I love this quotation from Toni Morrison: “The ability of writers to imagine what is not the self, to familiarize the strange and mystify the familiar, is the test of their power.”
Unpacking what she’s saying would take a long time, and even then I don’t think I’d get all of it. But that’s not the point, is it? I mean she’s already said what she wanted to communicate. Why is a restatement necessary?
What really excites me about her statement is that it breaks away from so much of what we think is true about writing: Write what you know. Write from your gut. Be true to yourself.

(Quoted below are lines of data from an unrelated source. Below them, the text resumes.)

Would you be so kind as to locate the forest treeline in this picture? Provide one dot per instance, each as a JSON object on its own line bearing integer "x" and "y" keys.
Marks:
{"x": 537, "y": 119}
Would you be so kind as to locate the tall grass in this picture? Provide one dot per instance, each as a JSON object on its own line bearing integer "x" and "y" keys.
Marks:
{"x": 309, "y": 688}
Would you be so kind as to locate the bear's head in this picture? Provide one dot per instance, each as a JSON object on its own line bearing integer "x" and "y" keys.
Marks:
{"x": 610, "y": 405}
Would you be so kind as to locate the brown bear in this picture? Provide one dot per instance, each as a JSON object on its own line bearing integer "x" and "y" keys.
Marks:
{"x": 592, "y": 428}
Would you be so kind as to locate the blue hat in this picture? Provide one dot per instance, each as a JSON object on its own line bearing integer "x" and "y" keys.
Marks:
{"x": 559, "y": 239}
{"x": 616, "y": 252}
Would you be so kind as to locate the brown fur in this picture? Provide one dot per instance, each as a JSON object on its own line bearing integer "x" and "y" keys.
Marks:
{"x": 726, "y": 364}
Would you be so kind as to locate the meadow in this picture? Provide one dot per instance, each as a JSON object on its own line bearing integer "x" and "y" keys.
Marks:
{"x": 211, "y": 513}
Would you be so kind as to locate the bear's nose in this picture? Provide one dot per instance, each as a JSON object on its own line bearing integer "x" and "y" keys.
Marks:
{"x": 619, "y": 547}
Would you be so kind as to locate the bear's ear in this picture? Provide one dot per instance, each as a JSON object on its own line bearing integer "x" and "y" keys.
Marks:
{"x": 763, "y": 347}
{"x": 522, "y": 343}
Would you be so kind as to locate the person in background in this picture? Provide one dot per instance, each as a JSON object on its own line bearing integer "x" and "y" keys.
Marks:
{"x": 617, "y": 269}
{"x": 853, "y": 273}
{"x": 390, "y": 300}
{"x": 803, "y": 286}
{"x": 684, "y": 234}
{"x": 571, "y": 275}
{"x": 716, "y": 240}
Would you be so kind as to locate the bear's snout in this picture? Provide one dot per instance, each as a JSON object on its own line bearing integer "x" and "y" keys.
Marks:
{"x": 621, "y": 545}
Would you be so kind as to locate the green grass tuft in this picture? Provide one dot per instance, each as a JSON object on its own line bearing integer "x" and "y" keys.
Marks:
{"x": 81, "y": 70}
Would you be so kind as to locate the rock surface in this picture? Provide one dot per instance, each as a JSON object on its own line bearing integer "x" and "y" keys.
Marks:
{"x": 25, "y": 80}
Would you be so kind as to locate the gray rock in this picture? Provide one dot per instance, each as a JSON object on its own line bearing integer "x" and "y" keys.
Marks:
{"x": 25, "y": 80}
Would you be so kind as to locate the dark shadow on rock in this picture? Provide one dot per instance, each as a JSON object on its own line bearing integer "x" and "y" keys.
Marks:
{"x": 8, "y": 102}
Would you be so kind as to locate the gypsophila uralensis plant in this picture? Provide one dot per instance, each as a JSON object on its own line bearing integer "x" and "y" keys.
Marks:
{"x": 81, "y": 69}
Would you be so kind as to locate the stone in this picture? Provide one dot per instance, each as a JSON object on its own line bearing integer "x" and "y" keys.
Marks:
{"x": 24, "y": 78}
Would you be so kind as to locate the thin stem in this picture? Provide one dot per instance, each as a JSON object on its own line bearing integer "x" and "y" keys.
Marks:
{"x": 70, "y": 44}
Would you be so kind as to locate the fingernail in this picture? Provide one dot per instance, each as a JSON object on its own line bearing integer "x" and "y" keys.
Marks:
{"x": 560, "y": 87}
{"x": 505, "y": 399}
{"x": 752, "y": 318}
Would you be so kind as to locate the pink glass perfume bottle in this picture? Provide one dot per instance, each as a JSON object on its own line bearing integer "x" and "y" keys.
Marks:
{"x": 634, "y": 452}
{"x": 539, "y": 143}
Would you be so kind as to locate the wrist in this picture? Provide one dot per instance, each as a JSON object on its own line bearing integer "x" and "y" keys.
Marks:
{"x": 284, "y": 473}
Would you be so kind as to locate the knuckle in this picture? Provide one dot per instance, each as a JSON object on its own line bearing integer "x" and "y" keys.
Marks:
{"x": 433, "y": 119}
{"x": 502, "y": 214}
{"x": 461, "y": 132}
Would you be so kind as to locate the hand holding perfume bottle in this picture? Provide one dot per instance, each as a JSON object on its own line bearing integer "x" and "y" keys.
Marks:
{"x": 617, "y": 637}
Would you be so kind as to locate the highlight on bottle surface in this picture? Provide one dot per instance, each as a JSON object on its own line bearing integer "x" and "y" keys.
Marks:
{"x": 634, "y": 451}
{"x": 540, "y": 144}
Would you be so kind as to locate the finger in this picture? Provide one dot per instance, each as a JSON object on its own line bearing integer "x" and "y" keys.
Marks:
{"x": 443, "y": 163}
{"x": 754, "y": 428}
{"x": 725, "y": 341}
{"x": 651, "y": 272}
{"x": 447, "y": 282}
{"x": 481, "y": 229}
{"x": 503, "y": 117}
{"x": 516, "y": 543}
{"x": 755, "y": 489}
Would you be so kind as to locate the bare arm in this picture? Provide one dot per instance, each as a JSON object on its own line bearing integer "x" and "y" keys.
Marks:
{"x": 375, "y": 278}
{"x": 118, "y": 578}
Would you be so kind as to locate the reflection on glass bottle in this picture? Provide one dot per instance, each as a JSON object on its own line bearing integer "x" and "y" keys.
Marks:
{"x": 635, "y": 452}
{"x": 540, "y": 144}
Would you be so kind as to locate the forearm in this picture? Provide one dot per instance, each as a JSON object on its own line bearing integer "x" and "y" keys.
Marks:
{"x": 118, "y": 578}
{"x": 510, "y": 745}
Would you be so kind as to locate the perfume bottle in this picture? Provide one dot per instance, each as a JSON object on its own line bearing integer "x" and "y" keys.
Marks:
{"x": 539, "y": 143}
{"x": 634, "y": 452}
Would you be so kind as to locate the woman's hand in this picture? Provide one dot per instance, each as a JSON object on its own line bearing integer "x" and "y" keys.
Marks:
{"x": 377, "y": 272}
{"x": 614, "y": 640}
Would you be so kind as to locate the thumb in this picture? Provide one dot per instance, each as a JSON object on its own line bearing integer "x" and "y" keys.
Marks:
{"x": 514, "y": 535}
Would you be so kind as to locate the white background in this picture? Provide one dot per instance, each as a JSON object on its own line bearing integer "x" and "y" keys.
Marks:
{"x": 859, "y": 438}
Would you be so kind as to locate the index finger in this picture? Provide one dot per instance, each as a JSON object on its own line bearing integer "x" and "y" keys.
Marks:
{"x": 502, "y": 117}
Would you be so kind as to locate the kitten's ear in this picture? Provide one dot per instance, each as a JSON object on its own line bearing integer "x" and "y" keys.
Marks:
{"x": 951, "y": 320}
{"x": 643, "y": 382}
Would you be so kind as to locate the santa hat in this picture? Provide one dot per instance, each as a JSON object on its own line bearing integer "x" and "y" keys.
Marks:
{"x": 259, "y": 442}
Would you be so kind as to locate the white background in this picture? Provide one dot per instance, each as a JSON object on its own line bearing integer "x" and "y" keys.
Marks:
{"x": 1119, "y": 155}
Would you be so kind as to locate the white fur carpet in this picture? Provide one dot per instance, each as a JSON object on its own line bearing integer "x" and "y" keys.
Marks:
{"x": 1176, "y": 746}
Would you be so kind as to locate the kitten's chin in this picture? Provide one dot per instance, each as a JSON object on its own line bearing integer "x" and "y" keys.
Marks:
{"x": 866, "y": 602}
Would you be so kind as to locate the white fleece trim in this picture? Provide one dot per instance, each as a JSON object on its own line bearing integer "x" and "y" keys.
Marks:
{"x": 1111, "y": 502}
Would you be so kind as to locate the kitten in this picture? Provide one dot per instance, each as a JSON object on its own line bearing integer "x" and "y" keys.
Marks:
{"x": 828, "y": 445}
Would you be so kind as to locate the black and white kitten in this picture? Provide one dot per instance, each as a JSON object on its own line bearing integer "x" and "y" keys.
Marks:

Nope. According to Morrison, writing isn’t about you (or me) at all. It’s about power – using words to transform reality into something new and unexpected. “Familiarize the strange” – make me feel connected to something outside the realm of my experience. “Mystify the familiar” – show me that what I’m seeing (or what I think I’m seeing) is only part of the picture.
My favorite nonfiction book, The Little Princesses, falls into the “familiarize the strange” category. I’m never – alas – going to be on intimate terms with royalty. But I can slip into their world and look around – thanks to this reminiscence by the governess who taught Princess Elizabeth (now Queen Elizabeth II) as a child.
“Mystify the familiar” is the category for the piles and piles of books I’ve read about language and psychology. Nothing is more ordinary than the everyday words we use and the habits that shape our daily lives. But when someone with a brain like James Hillman’s or Jacques Derrida’s gets to work, nothing ever looks the same again.
What an exciting way to think about writing!